I’ve tried pills. I’ve been treated by both Western and Eastern doctors. Western medicine resulted in negative side effects and consisted of injecting hormones, or so my mom said, but Chinese medicine was supposedly just as effective and all natural. I was dragged from doctor to doctor, each assuring me that if I just followed his procedure and took his medicine, I would grow. Magic would happen. I even met a famous Buddhist monk who doubled as a Chinese doctor; she sold me bottles of pills at a couple hundred bucks each. In the beginning, I believed their claims. But with each failed treatment, I woke up a little more from my dream.

To date, I am 59 inches tall, 4 foot 11 inches, 150 cm. This puts me in the 5th percentile for the heights of 16-year-old girls in America. I have not grown for the last two years, and I probably won’t in the years to come. In other words, I’m short.

But why should that matter? The Merriam Webster Dictionary says that height is “a measurement of how tall a person or thing is.” So why did I go through so many different treatments and tricks in hopes to increase the measurement of my body? Children are taught not to judge a book by its cover, that physical appearance doesn’t matter. And in a perfect world, it doesn’t. But I am not perfect and neither is the world I live in, so naturally it matters.

In a culture where tallness is glorified (hello stilettos and models with spidery long legs!), being just under 5 feet tall is a slap in the ego. Not only is it embarrassing when I can’t ride certain roller coasters because I’m not quite tall enough for their standards, but life is more difficult in general. I cannot reach the smock hanger in the art room where I have class, not even by jumping. My classmates get to watch the spectacle of a little girl hopping up and down trying to hang her smock up. My jeans are always too long, so I get the option of walking around looking like a girl playing dress-up with her mom’s closet or going through the tedious efforts of tailoring my clothing. And this might sound crazy, but people actually walk into me because I’m under their vision line.

In school there was always that occasional jerk who would make fun of me. In elementary school it was an older boy named Andrew who referred to me as “Midget.” In middle school another boy liked to call me “Shrimp”. Even in high school, someone told me I should be “embarrassed of my height.” When I wasn’t being bullied by these boys, I put the pressure on myself. Around my classmates I sometimes felt conscious of my height, or the lack thereof, and I imagined that others were silently making judgments about me. It was okay though, because I knew that someday I would hit that growth spurt or those magic pills would come into effect and I would be just as tall as everyone else. For a while I was in denial of my fate of eternal shortness. I calculated the number of inches I had to grow a year to attain an average height by high school, when most girls stop growing. Each year that number kept increasing and becoming more ridiculous. I finally came to terms with myself in the 8th grade and admitted that I would have to accept my height for what it was, forever.

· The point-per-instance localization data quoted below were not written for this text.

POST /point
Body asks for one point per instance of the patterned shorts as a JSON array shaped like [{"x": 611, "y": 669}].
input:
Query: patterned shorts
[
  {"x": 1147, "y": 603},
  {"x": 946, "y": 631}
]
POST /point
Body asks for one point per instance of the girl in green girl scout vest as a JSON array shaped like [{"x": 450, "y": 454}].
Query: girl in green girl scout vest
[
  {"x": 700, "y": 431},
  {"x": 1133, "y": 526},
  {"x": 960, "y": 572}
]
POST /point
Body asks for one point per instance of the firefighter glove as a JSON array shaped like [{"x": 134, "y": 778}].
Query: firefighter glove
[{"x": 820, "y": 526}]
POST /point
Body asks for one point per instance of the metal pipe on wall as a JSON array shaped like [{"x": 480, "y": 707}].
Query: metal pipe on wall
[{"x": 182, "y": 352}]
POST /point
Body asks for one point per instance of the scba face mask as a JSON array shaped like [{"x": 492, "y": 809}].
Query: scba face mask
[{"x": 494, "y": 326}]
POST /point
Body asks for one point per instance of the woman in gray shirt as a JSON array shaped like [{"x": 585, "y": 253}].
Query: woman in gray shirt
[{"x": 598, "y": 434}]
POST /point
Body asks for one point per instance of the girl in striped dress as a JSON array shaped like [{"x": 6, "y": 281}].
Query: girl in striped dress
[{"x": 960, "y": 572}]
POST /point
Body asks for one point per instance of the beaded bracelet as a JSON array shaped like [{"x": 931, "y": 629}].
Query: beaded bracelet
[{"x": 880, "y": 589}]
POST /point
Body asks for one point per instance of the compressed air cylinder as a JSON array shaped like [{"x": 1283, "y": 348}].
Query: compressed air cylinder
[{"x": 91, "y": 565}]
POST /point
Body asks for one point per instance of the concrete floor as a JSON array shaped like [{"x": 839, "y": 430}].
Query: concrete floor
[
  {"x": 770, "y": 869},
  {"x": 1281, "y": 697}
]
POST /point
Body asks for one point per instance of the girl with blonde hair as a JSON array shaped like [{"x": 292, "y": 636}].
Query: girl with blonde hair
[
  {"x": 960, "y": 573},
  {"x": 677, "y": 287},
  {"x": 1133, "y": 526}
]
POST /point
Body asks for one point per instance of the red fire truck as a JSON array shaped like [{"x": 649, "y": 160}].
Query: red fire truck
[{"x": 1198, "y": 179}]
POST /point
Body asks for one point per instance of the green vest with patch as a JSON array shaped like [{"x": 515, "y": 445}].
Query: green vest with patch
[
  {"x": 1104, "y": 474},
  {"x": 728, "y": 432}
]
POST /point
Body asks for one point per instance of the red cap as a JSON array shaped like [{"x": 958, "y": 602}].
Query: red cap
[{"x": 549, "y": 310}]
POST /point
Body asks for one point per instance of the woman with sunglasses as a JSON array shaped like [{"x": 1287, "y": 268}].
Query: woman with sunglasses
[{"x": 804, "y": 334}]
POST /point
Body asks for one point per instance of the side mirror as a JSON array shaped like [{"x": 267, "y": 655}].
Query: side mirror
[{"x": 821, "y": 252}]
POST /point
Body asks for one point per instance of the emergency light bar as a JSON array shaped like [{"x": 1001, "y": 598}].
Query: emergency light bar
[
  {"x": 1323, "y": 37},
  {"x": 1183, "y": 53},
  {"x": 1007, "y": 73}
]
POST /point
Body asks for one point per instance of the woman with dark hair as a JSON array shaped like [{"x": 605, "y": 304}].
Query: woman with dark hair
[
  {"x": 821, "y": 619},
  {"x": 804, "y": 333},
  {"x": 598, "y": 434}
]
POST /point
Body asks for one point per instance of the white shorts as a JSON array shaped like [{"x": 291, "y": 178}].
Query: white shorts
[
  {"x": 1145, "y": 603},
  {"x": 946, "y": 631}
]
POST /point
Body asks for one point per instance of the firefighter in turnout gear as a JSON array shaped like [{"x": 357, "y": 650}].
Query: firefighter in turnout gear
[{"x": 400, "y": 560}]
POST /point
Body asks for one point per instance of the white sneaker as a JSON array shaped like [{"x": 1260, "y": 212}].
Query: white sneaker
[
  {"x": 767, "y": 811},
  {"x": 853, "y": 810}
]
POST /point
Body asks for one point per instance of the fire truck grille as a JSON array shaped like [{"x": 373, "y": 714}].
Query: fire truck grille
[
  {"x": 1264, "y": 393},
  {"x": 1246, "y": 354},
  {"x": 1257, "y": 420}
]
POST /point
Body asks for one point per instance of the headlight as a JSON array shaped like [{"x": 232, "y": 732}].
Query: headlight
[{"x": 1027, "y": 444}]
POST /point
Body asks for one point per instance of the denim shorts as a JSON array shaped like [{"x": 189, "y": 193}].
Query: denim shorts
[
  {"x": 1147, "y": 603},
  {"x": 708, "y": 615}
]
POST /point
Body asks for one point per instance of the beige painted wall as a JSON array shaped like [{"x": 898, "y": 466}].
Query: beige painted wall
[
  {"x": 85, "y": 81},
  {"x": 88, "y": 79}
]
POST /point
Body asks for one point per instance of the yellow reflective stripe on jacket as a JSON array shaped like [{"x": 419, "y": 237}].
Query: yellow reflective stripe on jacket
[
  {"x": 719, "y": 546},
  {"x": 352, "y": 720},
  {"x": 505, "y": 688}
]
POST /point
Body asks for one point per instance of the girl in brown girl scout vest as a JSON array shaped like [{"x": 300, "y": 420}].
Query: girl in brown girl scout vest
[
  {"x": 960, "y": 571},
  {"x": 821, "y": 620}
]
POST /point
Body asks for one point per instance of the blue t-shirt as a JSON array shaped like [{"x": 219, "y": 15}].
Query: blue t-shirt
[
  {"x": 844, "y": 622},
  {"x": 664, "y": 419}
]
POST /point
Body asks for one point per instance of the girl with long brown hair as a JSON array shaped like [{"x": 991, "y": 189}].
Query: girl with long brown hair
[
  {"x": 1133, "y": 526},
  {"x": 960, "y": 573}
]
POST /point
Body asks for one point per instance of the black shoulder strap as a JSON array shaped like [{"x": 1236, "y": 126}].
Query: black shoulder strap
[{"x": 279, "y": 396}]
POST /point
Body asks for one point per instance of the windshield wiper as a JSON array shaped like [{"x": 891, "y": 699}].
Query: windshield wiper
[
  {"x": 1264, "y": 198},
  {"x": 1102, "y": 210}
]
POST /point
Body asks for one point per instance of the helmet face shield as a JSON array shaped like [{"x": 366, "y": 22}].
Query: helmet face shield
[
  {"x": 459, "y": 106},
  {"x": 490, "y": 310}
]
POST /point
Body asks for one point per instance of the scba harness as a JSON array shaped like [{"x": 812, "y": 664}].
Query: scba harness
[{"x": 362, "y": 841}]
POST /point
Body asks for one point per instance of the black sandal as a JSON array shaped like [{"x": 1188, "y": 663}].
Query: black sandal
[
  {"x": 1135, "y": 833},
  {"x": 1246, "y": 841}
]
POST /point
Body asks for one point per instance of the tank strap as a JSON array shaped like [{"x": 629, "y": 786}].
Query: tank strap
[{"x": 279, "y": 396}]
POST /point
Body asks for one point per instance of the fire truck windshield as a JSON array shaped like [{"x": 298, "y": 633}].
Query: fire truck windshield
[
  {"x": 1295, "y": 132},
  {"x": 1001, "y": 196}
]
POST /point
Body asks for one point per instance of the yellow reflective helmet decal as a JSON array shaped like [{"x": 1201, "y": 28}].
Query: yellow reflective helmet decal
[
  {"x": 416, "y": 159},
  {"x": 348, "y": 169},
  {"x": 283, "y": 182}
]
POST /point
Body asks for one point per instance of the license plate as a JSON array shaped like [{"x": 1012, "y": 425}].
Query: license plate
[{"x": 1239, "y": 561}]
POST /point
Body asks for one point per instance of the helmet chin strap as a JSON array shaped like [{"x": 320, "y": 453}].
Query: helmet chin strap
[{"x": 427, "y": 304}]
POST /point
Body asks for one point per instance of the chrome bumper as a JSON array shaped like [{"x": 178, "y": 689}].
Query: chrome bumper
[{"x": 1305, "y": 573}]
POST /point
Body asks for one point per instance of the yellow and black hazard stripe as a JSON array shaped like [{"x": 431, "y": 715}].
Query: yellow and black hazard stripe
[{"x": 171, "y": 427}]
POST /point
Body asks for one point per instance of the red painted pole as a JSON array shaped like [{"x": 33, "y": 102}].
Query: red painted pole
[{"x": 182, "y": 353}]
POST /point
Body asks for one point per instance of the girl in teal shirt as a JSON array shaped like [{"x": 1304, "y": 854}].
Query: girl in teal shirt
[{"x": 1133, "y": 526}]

Being short isn’t always bad. At piano recitals people think I’m some sort of child prodigy playing difficult pieces by Chopin and Debussy when really I’m just an adequately able high school pianist. I can go trick-or-treating for many years to come, although I’ll probably tire of it before my neighbors tire of me. I always won hide-and-seek too, back when I played it with my friends. It was a thrill to sit comfortably in the kitchen drawers listening to the complaints of the larger kids who could only hide behind doors.

Sometimes I even gain a financial edge from my shortness. One weekend last year, my family and I went to an expensive Japanese restaurant named Minado for lunch. I enjoyed delicious sushi, miso soup, and green tea ice cream. When the waiter brought the bill however, my father wasn’t too happy. Each person cost 30 dollars, and this was only a lunch, not a dinner. But then he realized that one person was only charged 15 dollars. Turns out the waiter assumed that I was a child even though I clearly surpassed the height requirements, but never mind that. That day I was proud of my height.